# whycant
Explain, with evidence, why a filesystem operation is denied for a chosen identity.
## What it does
Walks every access-control layer a Unix kernel consults, in order, and evaluates each
against a target identity (uid, primary gid, full supplementary group set) rather than
the current euid:
- ancestor traverse (`+x`)
- DAC mode/owner
- POSIX/NFSv4 ACL
- immutable and append attrs
- mount flags (`ro`/`noexec`)
- Linux MAC/LSM (SELinux, AppArmor, SMACK/TOMOYO)
- capabilities
- network-FS (NFS/CIFS root_squash, ro-export, uid mismatch)
- container/userns
- macOS SIP, quarantine, TCC
Names what first denies the operation, shows the raw evidence line behind the verdict, and prints the
exact least-privilege fix. Anything computable unprivileged is proven; a MAC denial
provable only from the audit log is suspected until confirmed with `sudo`.
## Install
```sh
cargo install whycant
```
From source:
```sh
# Linux needs libacl for the ACL layer
sudo apt-get install -y libacl1-dev
cargo build --release
# ACL layer is optional; build without exacl/libacl:
cargo build --release --no-default-features
```
Man page:
```sh
whycant --man > whycant.1
sudo cp whycant.1 /usr/local/share/man/man1/whycant.1
man whycant
```
## Usage
```sh
whycant read /srv/data/report.txt # explicit op + path
whycant /srv/data # bare path, op inferred (dir -> traverse)
whycant --user www-data read /srv/share/x # evaluate on behalf of another user
whycant -- cat /etc/shadow # wrap a command, infer op + target
whycant --json read /srv/data/report.txt # machine output on stdout
whycant -v write /home/alice/secret.txt # --all: every layer, including pass/skip
```
## Sample output
```
✗ BLOCKED traverse /srv/data/report.txt /srv/data not traversable by alice
/ ✓ x
srv ✓ x
data ✗ x drwxr-x--- 4 root staff 4096 /srv/data others lack x; alice not in group staff
report.txt · not reached
traverse denied at /srv/data
ls -ld drwxr-x--- 4 root staff 4096 /srv/data
→ sudo chmod 'o+x' /srv/data [risk: low]
others need +x to descend into /srv/data toward report.txt
```
## Exit codes
| 0 | allowed; nothing denies the operation |
| 1 | blocked, cause proven |
| 2 | blocked but indeterminate; needs privilege to confirm |
| 3 | target error (ENOENT, not a regular file, broken symlink) |
| 64 | usage error |
## Output formats
- `human` (default) glyph verdict, vertical evidence chain, raw lines, fixes; banner on stderr.

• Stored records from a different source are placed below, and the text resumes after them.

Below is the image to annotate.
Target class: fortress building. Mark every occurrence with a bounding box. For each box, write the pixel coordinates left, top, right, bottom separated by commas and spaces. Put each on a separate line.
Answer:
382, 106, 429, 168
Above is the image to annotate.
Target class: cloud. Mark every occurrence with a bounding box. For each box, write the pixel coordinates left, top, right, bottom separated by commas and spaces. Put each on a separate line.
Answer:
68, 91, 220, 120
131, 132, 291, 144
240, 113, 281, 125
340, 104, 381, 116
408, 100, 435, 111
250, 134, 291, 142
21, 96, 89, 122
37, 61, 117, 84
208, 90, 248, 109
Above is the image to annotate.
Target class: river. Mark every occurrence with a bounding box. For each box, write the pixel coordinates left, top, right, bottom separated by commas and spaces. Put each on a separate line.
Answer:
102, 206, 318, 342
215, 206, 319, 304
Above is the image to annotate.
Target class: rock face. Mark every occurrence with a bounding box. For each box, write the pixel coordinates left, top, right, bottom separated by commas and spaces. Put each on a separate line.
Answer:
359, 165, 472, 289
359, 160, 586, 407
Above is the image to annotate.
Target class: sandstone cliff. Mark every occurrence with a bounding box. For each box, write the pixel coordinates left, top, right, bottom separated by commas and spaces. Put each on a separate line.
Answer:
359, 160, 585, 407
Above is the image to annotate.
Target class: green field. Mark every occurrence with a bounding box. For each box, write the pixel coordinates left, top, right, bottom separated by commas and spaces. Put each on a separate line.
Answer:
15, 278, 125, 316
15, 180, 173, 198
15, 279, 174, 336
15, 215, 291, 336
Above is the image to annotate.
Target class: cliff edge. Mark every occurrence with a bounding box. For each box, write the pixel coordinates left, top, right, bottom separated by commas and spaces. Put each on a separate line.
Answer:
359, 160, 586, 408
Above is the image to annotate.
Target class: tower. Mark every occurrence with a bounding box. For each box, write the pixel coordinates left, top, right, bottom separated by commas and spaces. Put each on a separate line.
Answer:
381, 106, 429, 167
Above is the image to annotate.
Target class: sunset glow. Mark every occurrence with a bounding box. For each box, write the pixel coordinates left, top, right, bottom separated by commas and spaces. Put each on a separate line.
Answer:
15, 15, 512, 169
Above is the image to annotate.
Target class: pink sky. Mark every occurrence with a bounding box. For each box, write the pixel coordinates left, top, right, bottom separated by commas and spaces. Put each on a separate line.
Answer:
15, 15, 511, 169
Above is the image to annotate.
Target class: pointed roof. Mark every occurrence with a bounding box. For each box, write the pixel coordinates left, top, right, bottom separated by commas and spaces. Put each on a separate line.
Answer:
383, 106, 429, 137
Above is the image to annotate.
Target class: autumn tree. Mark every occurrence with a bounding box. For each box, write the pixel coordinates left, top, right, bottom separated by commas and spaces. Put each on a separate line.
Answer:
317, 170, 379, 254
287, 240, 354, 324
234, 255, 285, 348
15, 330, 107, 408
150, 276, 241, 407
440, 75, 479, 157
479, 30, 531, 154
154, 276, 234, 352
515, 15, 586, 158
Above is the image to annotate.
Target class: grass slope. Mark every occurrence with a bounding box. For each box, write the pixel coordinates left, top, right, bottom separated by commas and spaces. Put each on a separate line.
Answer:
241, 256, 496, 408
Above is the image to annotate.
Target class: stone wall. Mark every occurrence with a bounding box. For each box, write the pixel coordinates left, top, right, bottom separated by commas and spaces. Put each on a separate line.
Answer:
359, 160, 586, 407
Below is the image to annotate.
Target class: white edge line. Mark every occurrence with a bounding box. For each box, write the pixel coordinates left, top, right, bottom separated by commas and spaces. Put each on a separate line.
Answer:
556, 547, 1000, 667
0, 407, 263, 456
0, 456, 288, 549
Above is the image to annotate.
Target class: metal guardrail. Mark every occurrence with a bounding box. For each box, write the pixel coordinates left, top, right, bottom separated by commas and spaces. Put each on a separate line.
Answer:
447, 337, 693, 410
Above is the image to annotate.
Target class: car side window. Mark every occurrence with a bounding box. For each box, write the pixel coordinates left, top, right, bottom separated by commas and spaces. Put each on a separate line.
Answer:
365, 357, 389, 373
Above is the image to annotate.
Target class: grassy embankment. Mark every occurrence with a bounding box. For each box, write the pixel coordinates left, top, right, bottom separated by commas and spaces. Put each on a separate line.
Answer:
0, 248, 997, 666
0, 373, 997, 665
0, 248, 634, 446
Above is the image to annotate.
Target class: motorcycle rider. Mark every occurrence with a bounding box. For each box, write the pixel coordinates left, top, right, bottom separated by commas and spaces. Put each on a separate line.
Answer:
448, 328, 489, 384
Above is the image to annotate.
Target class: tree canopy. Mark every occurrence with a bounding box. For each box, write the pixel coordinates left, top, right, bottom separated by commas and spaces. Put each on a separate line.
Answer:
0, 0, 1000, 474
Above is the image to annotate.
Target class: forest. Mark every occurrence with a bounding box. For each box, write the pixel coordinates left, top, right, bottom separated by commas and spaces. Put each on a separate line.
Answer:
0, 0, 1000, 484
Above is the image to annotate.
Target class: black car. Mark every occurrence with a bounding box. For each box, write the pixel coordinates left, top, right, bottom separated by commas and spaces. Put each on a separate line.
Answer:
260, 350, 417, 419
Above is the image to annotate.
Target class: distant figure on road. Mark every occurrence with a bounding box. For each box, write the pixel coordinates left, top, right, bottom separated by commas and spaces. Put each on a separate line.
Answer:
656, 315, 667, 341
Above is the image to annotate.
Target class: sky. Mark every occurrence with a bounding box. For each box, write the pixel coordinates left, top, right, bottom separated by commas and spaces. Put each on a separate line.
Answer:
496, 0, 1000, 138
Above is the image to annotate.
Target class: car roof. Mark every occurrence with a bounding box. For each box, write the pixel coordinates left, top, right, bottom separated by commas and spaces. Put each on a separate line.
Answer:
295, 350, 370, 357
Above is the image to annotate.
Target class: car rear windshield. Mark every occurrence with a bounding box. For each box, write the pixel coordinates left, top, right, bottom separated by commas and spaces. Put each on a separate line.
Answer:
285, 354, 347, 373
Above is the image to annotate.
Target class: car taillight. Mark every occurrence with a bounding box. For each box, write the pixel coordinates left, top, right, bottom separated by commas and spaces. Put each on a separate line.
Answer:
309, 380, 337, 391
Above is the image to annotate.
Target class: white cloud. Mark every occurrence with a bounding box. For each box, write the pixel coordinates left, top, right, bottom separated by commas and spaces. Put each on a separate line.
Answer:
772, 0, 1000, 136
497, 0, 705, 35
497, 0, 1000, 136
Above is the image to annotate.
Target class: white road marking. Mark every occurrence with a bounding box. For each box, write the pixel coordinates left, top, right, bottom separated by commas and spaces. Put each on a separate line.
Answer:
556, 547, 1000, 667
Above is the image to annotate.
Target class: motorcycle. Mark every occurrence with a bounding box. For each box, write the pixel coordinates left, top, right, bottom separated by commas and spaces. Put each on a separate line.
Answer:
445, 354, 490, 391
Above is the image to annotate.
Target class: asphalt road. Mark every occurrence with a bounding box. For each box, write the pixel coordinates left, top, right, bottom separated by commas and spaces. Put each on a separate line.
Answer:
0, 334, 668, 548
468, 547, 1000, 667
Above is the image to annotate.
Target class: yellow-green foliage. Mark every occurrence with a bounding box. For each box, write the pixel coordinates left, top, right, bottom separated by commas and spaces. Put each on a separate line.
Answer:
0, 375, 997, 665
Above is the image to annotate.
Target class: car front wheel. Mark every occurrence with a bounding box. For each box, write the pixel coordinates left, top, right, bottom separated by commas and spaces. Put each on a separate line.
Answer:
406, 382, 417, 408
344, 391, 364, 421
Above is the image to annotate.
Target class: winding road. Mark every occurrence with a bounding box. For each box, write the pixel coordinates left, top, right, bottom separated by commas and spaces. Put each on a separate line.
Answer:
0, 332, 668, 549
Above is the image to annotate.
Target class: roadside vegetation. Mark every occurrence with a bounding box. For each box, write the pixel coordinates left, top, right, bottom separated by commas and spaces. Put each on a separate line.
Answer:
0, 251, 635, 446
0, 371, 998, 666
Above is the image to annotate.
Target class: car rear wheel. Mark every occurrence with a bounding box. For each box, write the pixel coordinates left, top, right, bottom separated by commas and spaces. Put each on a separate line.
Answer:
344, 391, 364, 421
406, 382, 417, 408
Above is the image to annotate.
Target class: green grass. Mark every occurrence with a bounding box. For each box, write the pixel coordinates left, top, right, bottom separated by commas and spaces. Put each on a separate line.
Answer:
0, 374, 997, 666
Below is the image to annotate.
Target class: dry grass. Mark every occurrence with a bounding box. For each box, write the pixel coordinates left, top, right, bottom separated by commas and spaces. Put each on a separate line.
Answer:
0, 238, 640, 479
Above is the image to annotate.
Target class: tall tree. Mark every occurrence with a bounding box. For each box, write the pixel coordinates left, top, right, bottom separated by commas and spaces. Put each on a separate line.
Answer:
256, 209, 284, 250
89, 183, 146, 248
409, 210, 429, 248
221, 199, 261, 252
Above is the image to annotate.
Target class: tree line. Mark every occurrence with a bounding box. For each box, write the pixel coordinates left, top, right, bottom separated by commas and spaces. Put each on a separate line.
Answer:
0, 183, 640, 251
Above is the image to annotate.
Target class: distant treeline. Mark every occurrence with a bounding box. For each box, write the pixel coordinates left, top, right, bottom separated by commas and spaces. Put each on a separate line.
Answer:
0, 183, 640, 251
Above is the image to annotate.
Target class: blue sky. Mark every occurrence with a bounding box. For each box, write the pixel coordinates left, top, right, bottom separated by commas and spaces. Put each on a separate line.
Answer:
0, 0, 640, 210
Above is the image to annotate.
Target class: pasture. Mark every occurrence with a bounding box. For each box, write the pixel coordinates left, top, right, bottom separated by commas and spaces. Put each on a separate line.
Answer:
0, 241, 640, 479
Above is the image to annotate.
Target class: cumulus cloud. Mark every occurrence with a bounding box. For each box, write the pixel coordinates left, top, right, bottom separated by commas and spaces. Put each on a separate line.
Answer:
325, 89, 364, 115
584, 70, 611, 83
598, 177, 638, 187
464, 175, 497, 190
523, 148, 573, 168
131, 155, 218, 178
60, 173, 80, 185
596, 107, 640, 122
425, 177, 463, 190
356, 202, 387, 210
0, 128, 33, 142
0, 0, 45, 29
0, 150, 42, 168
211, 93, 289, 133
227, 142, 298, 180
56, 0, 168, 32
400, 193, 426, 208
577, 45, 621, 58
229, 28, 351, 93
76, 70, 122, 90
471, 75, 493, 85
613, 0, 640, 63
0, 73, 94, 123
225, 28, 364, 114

- `plain` (`--format plain`) ASCII marks, stable columns, one record per line for `grep`/`awk`.
- `json` (`--json`) one `Report` on stdout, no banner, identity/privilege folded in.
- `toml` (`--toml`) same `Report`, TOML encoding.
## Platform matrix
| existence, traverse, DAC | yes | yes | yes |
| ACL | POSIX (exacl) | NFSv4/POSIX | NFSv4 |
| attrs | `FS_IOC_GETFLAGS` | `st_flags` | `st_flags` |
| mount | `statvfs` + `/proc/mounts` | `statfs` MNT_* | `statfs` + ro system volume |
| capabilities | yes | skip | skip |
| MAC/LSM | SELinux, AppArmor, SMACK/TOMOYO | mac(4) presence | skip |
| macOS SIP/quarantine/TCC | skip | skip | yes |
| network-FS | yes | yes | yes |
| container/userns | yes | skip | skip |
Inapplicable layers report `skip` so the chain and exit-code mapping stay identical across platforms.